Is there a subject that your group wants to hear about but you are not that familiar with it, or comfortable speaking on it? Is there a leader in your community that you respect and want to build a relationship with? Hosting a local pro-life speaker is a low stress event that can benefit your group and strengthen ties with your community.
SFLA Resources to Request from your Regional Coordinator:
- “Join Us” postcards
- SFLA materials that relate to the speaker’s topic
- Pick a date.
- Before you contact a speaker, choose three dates that are best for your group to host him/her. Check the school calendar to confirm no other events would be competing with your own.
- Decide if you want the speaking engagement to be private for your group, or open to all students and the community.
- Contact a speaker.
- Find their contact information online (if you don’t already have a personal relationship with them). Explain to the speaker who your group is and why you’re contacting them. Ask if they’d be willing to come speak on your campus.
- Give the speaker the three dates you previously picked out with your group and see which works best for them.
- Explain the structure of the event i.e. how much time will they have to speak, if will there be a question and answer section, etc.
- Ask if there are any specific needs or requests from their end. Do they have a presentation that they will need a projector for? Do they need sound? Do they need a table to set up some materials? Do they have an honorarium? How would they like to be introduced?
- Reserve the space.
- Make sure the space can fulfill all the specifications that the speaker requested.
- Do your best to reserve a room appropriate for the number of people you predict to be there. You want the room to look as full as possible.
- Tell campus security when and where your event will be so that they are aware of the situation and you can call them if protestors try to crash your event.
- Use email, social media, word of mouth, flyers, school calendars, and any other forms of communication to advertise the event.
- Pro-tip: Offering incentives can further encourage people to show up (i.e. free t-shirt to the first 10 people that show up!)
- Prepare your own materials.
- Have a flyer about your group on every chair or hand them to people as they come in the door. Every event is a recruitment event!
- Remind people to come to your next group meeting.
- Do the event!
- Arrive to the venue early to set up and do a practice run with the sound and technology.
- Greet people as they come in! Be friendly and enthusiastic. Keep the energy level up!
- Have water ready for the speaker.
- Keep the event running on time. Let the speaker know you will give them a “five minute,” “two minute,” and “time” signal to stay on track.
- If you are having a question and answer session, keep control of the microphones. Assign two people to hand the microphones to students and then taking them back immediately after they ask their questions so they cannot harass the speaker.
- Clean-up the space properly when the speaker is finished so you are able to reserve it again in the future.
- Thank the speaker.
- The speaker took the time to come and do a speaking event for your group.
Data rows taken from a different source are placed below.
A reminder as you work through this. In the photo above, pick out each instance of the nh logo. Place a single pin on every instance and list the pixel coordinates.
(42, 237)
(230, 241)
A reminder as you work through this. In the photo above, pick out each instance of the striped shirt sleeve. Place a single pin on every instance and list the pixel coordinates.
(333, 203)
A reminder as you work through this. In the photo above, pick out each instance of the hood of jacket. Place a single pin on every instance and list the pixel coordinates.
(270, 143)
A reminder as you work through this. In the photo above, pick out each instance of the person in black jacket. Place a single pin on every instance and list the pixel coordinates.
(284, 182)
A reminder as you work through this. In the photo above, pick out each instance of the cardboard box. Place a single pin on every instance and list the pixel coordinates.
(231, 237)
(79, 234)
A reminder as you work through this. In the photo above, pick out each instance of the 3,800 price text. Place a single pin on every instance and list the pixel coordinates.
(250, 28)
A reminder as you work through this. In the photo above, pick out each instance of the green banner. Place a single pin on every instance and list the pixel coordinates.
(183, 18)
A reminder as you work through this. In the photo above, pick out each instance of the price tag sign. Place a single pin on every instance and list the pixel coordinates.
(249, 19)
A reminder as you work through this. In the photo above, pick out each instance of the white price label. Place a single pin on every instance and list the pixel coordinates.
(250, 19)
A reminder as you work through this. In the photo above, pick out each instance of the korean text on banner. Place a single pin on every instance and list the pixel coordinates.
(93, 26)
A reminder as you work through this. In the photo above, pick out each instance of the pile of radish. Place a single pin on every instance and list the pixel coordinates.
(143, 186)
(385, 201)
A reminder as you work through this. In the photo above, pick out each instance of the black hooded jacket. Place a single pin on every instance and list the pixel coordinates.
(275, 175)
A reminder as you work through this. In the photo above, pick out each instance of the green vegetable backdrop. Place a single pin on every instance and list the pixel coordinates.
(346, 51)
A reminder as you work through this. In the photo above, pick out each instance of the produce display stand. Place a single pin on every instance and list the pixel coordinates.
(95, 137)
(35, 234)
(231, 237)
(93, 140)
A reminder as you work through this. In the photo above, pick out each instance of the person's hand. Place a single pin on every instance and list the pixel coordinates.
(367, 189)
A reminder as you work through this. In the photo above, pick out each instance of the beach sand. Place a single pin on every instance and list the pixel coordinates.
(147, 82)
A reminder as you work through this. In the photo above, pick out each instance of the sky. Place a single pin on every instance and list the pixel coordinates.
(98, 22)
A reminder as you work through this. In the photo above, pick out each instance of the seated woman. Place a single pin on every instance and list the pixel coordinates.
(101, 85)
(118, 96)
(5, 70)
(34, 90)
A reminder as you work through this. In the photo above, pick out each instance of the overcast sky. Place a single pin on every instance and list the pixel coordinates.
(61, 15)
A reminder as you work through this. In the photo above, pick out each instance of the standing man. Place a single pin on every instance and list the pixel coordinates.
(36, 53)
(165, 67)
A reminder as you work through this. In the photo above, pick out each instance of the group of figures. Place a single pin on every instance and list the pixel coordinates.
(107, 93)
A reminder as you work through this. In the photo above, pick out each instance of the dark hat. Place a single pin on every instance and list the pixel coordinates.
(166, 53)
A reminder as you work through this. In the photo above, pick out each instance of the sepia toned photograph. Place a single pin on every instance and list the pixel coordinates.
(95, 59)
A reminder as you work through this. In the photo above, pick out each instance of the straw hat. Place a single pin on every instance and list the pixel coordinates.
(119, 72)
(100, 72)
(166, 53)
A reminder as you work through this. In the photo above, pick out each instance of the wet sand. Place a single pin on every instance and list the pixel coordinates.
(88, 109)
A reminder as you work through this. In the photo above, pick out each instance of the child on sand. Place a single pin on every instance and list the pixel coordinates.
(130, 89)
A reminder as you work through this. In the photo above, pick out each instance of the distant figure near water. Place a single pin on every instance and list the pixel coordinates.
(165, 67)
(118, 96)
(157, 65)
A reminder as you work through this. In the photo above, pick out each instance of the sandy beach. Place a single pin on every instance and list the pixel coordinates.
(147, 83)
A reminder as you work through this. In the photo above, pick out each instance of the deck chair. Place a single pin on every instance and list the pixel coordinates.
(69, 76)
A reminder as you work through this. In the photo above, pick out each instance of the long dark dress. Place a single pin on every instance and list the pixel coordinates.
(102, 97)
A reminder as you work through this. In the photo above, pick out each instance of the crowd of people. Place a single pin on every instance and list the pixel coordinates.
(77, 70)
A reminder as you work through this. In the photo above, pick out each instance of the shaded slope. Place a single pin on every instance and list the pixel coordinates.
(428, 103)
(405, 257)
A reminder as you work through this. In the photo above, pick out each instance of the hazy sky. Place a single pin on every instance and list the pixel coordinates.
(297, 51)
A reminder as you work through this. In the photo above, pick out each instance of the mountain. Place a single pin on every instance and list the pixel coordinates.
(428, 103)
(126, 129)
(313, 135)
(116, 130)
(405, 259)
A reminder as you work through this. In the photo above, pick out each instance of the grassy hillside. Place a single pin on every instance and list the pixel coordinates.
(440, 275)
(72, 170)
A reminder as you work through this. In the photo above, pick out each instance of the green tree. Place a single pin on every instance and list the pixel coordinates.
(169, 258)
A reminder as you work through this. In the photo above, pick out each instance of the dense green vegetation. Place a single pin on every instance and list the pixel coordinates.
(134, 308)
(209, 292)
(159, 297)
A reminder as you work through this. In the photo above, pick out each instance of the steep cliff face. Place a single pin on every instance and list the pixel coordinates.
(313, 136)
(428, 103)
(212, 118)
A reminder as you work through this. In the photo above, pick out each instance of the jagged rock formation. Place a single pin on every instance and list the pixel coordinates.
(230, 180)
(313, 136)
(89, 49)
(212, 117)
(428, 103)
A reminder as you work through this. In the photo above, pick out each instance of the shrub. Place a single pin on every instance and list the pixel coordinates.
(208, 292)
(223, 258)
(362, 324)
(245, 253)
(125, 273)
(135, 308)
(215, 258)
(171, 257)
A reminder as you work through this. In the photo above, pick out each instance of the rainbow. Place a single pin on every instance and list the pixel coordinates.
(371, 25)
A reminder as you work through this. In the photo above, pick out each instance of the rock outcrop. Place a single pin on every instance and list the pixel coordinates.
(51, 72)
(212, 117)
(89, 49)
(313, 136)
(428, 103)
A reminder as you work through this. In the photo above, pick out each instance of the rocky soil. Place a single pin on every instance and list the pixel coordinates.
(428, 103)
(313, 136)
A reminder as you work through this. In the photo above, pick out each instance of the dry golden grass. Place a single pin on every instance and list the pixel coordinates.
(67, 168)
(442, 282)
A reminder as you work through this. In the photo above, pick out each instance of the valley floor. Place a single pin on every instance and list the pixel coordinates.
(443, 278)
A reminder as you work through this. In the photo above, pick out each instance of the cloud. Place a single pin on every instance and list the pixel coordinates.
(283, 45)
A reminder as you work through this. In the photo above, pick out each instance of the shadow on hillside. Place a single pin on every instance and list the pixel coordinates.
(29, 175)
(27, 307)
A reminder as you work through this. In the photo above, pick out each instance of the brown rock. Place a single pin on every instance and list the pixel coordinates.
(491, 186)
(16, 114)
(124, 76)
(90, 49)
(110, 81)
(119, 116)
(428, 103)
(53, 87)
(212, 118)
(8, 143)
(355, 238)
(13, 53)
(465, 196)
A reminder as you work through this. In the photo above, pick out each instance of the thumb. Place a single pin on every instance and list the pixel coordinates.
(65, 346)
A thank-you card and a small gift can go a long way and will help ensure that the speaker will want to come back again in the future should you request it.
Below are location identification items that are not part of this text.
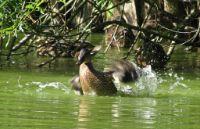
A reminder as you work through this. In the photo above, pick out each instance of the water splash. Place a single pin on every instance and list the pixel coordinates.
(148, 82)
(57, 85)
(177, 81)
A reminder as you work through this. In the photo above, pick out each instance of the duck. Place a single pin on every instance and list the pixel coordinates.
(102, 83)
(92, 80)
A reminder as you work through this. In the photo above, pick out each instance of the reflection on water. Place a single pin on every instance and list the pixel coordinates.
(44, 100)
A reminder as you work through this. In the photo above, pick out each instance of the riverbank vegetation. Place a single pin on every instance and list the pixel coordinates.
(149, 29)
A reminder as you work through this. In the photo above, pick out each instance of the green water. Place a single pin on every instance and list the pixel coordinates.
(43, 99)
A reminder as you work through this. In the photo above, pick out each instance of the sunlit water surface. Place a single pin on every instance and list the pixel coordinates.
(43, 99)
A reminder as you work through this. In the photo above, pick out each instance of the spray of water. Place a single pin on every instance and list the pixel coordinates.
(145, 85)
(57, 85)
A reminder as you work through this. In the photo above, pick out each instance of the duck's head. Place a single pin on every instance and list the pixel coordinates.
(85, 54)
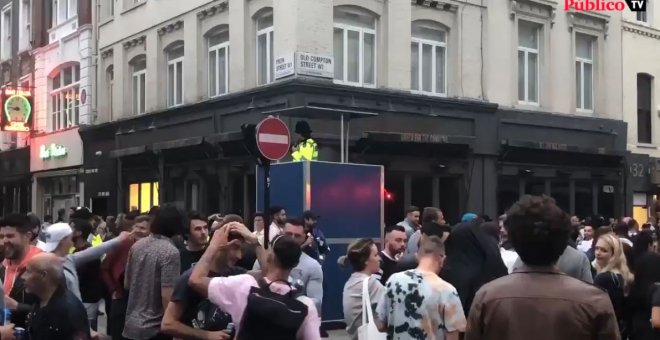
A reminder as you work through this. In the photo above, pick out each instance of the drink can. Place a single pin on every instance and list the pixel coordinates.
(6, 316)
(19, 333)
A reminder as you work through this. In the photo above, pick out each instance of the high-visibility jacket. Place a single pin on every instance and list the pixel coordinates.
(305, 151)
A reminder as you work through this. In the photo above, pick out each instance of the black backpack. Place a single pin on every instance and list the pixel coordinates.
(270, 315)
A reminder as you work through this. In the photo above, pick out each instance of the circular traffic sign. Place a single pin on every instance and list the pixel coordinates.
(273, 139)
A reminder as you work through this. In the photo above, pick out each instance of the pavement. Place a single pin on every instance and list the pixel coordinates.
(334, 335)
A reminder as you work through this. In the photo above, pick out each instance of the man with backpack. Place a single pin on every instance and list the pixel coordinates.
(268, 307)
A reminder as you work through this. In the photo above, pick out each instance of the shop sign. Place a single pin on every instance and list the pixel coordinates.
(310, 64)
(52, 151)
(284, 67)
(16, 109)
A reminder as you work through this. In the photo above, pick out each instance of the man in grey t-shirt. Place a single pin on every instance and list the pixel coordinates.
(152, 269)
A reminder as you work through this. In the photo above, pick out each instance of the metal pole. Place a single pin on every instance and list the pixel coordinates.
(341, 133)
(266, 170)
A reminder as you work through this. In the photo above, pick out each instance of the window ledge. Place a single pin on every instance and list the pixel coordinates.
(646, 146)
(106, 21)
(134, 6)
(63, 23)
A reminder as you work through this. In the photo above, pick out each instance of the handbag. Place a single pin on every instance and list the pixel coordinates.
(368, 329)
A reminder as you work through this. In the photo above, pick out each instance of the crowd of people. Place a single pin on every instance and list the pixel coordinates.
(536, 272)
(168, 274)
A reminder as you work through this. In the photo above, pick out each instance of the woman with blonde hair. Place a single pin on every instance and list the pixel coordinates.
(613, 275)
(363, 257)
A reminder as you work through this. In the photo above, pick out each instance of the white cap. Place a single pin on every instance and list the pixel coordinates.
(51, 236)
Take notes about your experience with the speaker so your group does not have to do repeat groundwork in the future. Was the event successful? Did they charge an honorarium? Were they easy to work with? What topics did they cover? What is their contact information?
If you have protesters, inform them that they are welcome to stay if they remain quiet and respectful during your event. If they are disruptive, politely ask them to leave as you have properly reserved the space for the event. If they continue to cause difficulty, call campus security. As always, try to take videos and pictures!
If your members are interested, ask the speaker if he/she would be willing to go to dinner before or after the event. This is an opportunity to ask more direct questions and gain some valuable insight into their pro-life work (make sure you pay for their meal!).